Il problema, semmai, è quello della necessaria separazione tra operatori di rete e operatori di contenuti. In altri termini, non è pensabile che chi mette a disposizione le infrastrutture di rete sia poi tra i principali player che le utilizzano per veicolare i propri servizi. Tra Terna e gli operatori elettrici non ci sono commistioni, così come tra Snam Rete Gas ed Eni.
I broadcasters come Rai e Mediaset non dovrebbero avere coincidenze proprietarie con il nuovo colosso delle torri, qualora dovesse nascere. La strada da seguire dovrebbe essere, quindi, quella dello scorporo delle reti dai contenuti televisivi. Cassa depositi e prestiti potrebbe farsi garante della partecipazione maggioritaria dello Stato in una public company in grado di garantire trasparenza e mancanza di conflitti di interessi.
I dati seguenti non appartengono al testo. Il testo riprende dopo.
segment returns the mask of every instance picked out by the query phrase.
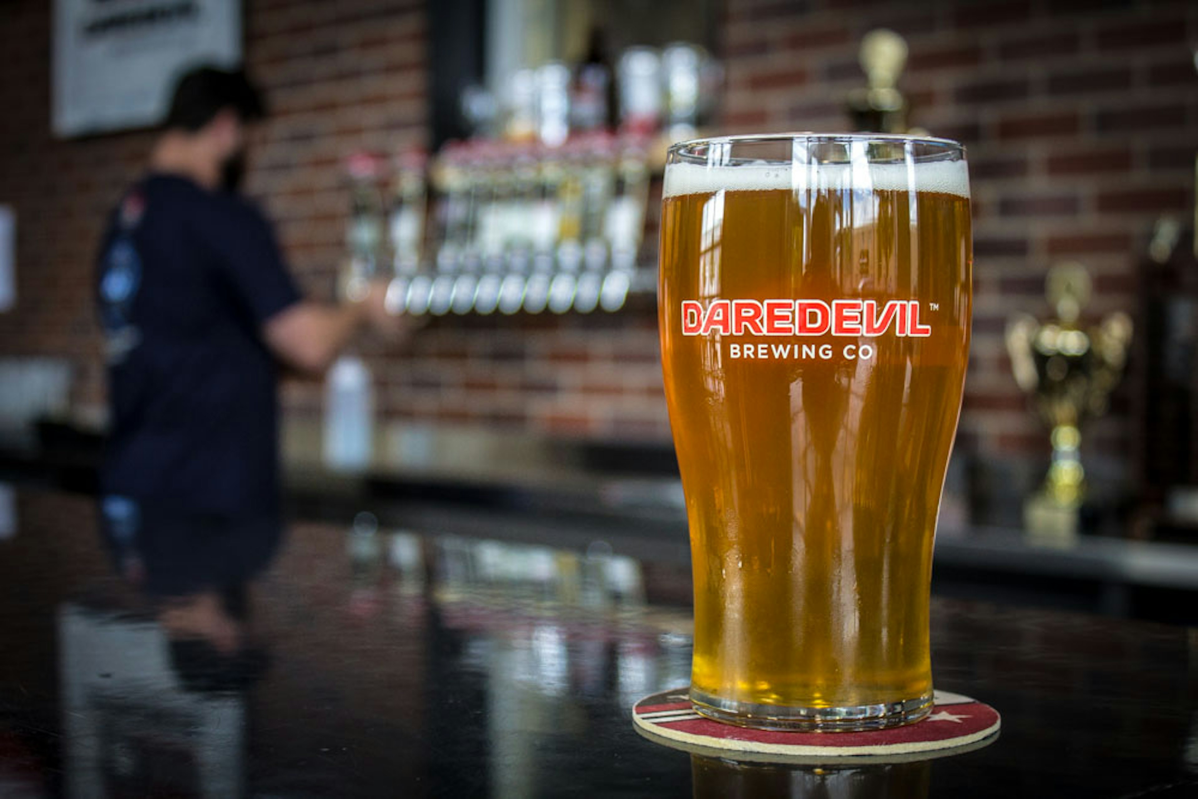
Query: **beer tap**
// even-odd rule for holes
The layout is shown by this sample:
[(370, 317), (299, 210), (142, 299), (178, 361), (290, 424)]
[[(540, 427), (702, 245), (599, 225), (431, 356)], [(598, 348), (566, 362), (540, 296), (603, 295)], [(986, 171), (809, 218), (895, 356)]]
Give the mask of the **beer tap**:
[(907, 41), (885, 28), (861, 38), (858, 57), (866, 85), (848, 95), (848, 111), (858, 131), (908, 133), (907, 99), (898, 91), (898, 78), (907, 63)]

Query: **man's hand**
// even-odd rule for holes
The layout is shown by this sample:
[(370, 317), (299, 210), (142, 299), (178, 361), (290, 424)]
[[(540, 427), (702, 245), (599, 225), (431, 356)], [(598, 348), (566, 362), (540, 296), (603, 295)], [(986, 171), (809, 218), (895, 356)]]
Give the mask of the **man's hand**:
[(357, 302), (300, 302), (268, 319), (262, 337), (279, 361), (300, 371), (321, 374), (363, 325), (392, 340), (413, 328), (411, 317), (387, 311), (386, 298), (387, 282), (371, 280)]

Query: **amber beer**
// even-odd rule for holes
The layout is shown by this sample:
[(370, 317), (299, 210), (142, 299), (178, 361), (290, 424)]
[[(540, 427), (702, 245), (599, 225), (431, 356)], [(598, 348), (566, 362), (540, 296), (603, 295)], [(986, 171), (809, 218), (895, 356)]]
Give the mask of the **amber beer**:
[(931, 708), (932, 540), (969, 352), (964, 155), (863, 137), (755, 152), (778, 143), (676, 145), (666, 168), (691, 700), (748, 726), (906, 724)]

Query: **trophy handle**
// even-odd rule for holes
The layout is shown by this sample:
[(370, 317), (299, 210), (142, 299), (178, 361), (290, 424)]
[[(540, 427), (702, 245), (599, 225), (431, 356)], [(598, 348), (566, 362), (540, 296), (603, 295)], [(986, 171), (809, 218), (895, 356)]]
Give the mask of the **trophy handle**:
[(1040, 385), (1040, 375), (1036, 373), (1036, 363), (1031, 355), (1039, 332), (1040, 322), (1028, 314), (1014, 316), (1006, 323), (1006, 353), (1011, 358), (1015, 382), (1024, 392), (1035, 391)]

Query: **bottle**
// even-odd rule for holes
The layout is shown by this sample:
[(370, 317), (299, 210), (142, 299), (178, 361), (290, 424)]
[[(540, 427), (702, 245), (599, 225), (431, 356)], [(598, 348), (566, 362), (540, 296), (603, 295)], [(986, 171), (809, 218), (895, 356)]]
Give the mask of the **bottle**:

L’integrazione tecnologica di tv e telefonia e internet, prima sul terreno delle infrastrutture e poi su quello dei contenuti, è la strada maestra. La politica non deve dunque frenare bensì assecondare questi processi, superando antiche contrapposizioni tra berlusconiani e antiberlusconiani e guardando al mercato e agli interessi del Paese. Evitando, però, di limitare il pluralismo editoriale, che è una precondizione della democrazia dell’informazione.